Profiling Python Code

To improve the performance of your applications, you need to conduct some kind of dynamic (program, software, code) analysis, also called profiling, to measure metrics of interest. One key metric for developers is time – where is the code spending most of its time? – because you can the focus on areas, or hotspots, that can be made to run faster.

It might seem obvious, but it is worth noting that if you don’t profile for code optimization, you could flounder all around the code improving sections you think might be bottlenecks. I have watched people spend hours and hours working a particular part of their code when a simple profile showed that portion of the code contributed very little to the overall run time. I admit that I have done this before, focusing on loops that I thought would take the most time, without profiling; however, once I profiled, I found that I had wasted my time and I should focus elsewhere.

Different kinds of profiling (e.g., event-based, statistical, instrumented, simulation), are used in different situations. In this article, I focus on two types: deterministic and statistical. Deterministic profiling captures every computation of the code and produces very accurate profiles, but it can greatly slow down code performance. Although you achieve very good accuracy with the profile, run times are greatly increased, and you have to wonder whether the profiling didn’t adversely affect how the code ran; for example, did the profiling cause the computation bottlenecks to move to a different place in the code?

On the other hand, statistical profiling takes periodic “samples” of the code computations and uses them as representations of the profile of the code. This method usually has very little effect on code performance, so you can get a profile that is very close to the real execution of the code. One has to wonder about the correct time interval to get an accurate profile of the application while not affecting the run time. Usually this means setting the time intervals to smaller and smaller values to capture the profile accurately. If the interval becomes too small, then it almost becomes deterministic profiling, and run time is greatly increased.

On the other hand, if your code takes a long time to execute (e.g., hours or days), deterministic profiling might be impossible because the increase in run time is unacceptable.

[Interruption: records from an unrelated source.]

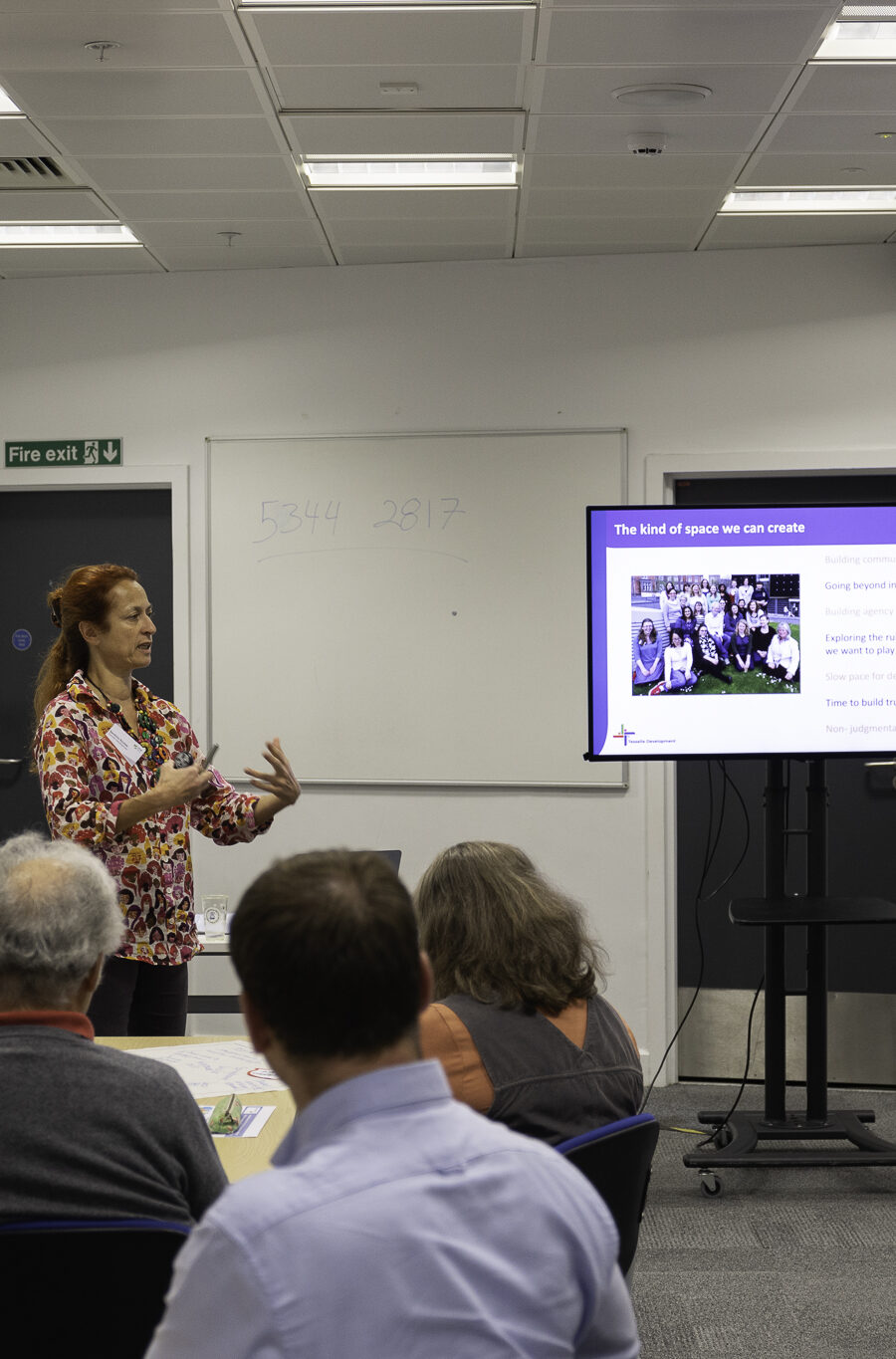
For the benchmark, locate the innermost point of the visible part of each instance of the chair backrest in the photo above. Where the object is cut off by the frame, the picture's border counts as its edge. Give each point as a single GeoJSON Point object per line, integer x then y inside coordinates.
{"type": "Point", "coordinates": [616, 1158]}
{"type": "Point", "coordinates": [89, 1285]}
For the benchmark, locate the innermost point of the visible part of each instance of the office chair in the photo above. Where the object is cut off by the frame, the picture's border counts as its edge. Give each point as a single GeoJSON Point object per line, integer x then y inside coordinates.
{"type": "Point", "coordinates": [85, 1285]}
{"type": "Point", "coordinates": [616, 1160]}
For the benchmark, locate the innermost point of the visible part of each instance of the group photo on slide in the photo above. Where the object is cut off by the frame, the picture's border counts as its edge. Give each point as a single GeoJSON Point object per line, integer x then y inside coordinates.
{"type": "Point", "coordinates": [710, 633]}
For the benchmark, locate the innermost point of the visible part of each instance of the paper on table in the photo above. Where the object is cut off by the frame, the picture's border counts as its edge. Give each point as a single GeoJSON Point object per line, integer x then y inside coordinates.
{"type": "Point", "coordinates": [214, 1068]}
{"type": "Point", "coordinates": [250, 1123]}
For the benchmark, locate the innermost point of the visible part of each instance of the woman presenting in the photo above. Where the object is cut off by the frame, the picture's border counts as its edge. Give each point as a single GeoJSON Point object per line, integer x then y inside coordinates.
{"type": "Point", "coordinates": [122, 774]}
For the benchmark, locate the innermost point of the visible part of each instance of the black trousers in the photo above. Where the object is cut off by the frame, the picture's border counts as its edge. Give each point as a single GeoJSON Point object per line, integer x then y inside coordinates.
{"type": "Point", "coordinates": [140, 999]}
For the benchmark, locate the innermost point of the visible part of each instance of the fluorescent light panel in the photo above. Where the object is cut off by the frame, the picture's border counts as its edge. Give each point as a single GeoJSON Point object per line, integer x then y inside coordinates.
{"type": "Point", "coordinates": [385, 4]}
{"type": "Point", "coordinates": [66, 234]}
{"type": "Point", "coordinates": [762, 201]}
{"type": "Point", "coordinates": [861, 33]}
{"type": "Point", "coordinates": [482, 173]}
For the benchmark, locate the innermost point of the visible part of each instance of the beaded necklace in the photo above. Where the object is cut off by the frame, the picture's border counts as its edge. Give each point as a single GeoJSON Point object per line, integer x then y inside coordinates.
{"type": "Point", "coordinates": [147, 729]}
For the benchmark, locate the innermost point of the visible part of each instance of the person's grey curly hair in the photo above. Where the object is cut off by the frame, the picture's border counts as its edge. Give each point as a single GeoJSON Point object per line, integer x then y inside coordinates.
{"type": "Point", "coordinates": [497, 930]}
{"type": "Point", "coordinates": [59, 911]}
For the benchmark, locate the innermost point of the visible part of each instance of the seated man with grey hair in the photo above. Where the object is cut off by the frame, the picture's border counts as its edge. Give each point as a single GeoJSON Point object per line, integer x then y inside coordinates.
{"type": "Point", "coordinates": [86, 1131]}
{"type": "Point", "coordinates": [397, 1222]}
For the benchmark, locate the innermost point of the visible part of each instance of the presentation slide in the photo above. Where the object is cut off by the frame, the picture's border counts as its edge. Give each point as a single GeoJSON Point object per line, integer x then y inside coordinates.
{"type": "Point", "coordinates": [741, 631]}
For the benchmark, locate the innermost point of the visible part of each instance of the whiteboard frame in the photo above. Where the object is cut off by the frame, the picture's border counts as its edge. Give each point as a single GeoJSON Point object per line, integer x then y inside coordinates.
{"type": "Point", "coordinates": [605, 785]}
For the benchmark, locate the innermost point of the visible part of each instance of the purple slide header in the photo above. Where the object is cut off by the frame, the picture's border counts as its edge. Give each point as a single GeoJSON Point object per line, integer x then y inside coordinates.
{"type": "Point", "coordinates": [818, 526]}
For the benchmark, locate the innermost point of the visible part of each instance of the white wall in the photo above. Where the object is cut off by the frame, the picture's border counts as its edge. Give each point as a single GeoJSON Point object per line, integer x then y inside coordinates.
{"type": "Point", "coordinates": [711, 359]}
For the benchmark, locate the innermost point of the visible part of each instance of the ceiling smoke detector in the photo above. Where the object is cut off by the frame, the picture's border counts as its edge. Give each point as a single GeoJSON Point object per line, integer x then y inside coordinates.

In this case, statistical profiling is appropriate because of the longer periods of time available to sample performance.

In this article, I focus on profiling Python code, primarily because of a current lack of Python profiling but also because I think profiling Python code, creating functions, and using Numba to then compile these functions for CPUs or GPUs is a good process that improves performance.

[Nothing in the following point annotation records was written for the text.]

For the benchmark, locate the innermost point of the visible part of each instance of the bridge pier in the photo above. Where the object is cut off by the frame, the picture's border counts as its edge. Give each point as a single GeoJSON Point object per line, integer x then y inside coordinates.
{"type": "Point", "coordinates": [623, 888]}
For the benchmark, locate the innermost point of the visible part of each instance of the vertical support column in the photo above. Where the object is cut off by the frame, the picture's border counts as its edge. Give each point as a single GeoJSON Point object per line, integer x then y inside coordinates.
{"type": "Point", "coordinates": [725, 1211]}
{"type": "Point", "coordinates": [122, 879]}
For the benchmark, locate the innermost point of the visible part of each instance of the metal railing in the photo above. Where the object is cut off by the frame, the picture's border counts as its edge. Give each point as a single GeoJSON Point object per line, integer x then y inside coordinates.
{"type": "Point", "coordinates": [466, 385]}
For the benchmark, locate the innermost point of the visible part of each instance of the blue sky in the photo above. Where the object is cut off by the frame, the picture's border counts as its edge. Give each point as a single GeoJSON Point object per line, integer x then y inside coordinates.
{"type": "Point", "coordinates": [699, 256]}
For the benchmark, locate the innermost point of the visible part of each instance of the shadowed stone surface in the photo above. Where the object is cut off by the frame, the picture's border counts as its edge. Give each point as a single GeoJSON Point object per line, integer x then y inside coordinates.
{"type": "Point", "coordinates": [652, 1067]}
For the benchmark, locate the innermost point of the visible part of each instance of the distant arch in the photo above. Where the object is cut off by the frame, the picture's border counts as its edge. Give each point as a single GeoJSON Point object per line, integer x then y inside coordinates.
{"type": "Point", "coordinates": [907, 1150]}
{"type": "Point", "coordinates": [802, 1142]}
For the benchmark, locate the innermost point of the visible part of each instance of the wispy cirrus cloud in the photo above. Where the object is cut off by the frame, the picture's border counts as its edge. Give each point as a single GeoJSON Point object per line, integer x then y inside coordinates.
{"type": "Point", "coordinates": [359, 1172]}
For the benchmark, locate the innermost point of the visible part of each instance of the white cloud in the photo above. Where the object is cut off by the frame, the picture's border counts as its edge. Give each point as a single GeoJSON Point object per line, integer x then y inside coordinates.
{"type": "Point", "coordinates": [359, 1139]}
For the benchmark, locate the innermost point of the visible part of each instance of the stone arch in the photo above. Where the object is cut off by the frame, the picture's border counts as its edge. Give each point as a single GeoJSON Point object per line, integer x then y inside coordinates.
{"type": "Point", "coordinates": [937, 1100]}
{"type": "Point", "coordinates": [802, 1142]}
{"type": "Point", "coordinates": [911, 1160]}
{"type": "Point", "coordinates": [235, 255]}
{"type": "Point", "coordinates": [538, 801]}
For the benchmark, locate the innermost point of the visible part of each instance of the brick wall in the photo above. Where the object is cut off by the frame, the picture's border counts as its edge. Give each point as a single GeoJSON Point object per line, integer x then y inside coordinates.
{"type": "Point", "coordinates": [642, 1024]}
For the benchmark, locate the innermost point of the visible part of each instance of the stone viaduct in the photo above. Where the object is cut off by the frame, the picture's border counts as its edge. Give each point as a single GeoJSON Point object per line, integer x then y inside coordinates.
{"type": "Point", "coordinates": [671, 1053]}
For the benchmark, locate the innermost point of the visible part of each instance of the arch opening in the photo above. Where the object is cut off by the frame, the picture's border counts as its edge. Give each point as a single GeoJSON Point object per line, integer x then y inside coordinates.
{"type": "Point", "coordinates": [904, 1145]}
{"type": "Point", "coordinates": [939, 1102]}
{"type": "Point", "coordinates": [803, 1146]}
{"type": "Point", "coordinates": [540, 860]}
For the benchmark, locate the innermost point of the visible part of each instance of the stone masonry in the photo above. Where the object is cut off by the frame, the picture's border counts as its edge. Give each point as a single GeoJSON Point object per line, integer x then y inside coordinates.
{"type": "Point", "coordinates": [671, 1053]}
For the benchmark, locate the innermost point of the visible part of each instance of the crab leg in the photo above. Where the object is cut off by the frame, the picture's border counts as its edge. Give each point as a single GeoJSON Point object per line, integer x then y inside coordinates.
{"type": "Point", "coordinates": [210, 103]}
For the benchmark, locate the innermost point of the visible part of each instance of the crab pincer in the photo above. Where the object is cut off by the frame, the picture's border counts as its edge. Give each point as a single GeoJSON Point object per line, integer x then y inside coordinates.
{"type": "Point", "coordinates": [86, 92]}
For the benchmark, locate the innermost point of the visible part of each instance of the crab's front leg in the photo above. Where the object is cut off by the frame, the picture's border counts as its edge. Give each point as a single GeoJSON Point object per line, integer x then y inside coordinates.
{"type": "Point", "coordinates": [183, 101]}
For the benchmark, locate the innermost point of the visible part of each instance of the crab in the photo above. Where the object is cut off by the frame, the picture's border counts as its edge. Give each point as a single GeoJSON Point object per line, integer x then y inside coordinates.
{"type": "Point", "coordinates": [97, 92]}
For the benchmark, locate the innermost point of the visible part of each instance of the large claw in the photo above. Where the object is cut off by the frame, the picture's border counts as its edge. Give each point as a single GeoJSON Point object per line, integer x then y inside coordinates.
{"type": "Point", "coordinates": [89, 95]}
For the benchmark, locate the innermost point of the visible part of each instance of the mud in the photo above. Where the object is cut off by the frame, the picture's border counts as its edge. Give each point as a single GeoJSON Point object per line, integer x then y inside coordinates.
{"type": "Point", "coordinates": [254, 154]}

To help illustrate some tools you can use to profile Python code, I will use an example of an idealized molecular dynamics (MD) application. I’ll work through some profiling tools and modify the code in a reasonable manner for better profiling. The first, and probably most used and flexible, method I want to mention is “manual” profiling.

Manual Profiling

The manual profiling approach is fairly simple but involves inserting timing points into your code. Timing points surround a section of code and collect the total elapsed time(s) for the section, as well as how many times the section is executed. From this information you can calculate an average elapsed time. The timing points can be spread throughput the code, so you get an idea of how much time each section of the code takes. The elapsed times are printed at the end of execution, to give you an idea of where you should focus your efforts to improve performance.

A key advantage of this approach is its generally low overhead. Additionally, you can control what portions of the code are timed (you don’t have to profile the entire code). A downside is that you have to instrument your code by inserting timing points throughout. However, inserting these points is not difficult.

One easy way to accomplish this uses the Python time module. Simple code from an article on the Better Programming website (example 16) is shown in Listing 1. The code simply calls the current time before and after a section of code of interest. The difference is elapsed time, or the amount of time needed to execute that section of code.

Listing 1: Time to Execute

import time
 
start_time = time.time()
# Code to check follows
a, b = 1,2
c = a + b
# Code to check ends
end_time = time.time()
time_taken = (end_time- start_time)
 
print(" Time taken in seconds: {0} s").format(time_taken_in_micro)

If a section of code is called repeatedly, just sum the elapsed times for the section and sum the number of times that section is used; then, you can compute the average time through the code section. If the number of calls is large enough, you can do some quick descriptive statistics and compute the mean, median, variance, min, max, and deviations.

cProfile

cProfile is a deterministic profiler for Python and is recommended “… for most users.” In general terms, it creates a set of statistics that lists the total time spent in certain parts of the code, as well as how often the portion of the code was called.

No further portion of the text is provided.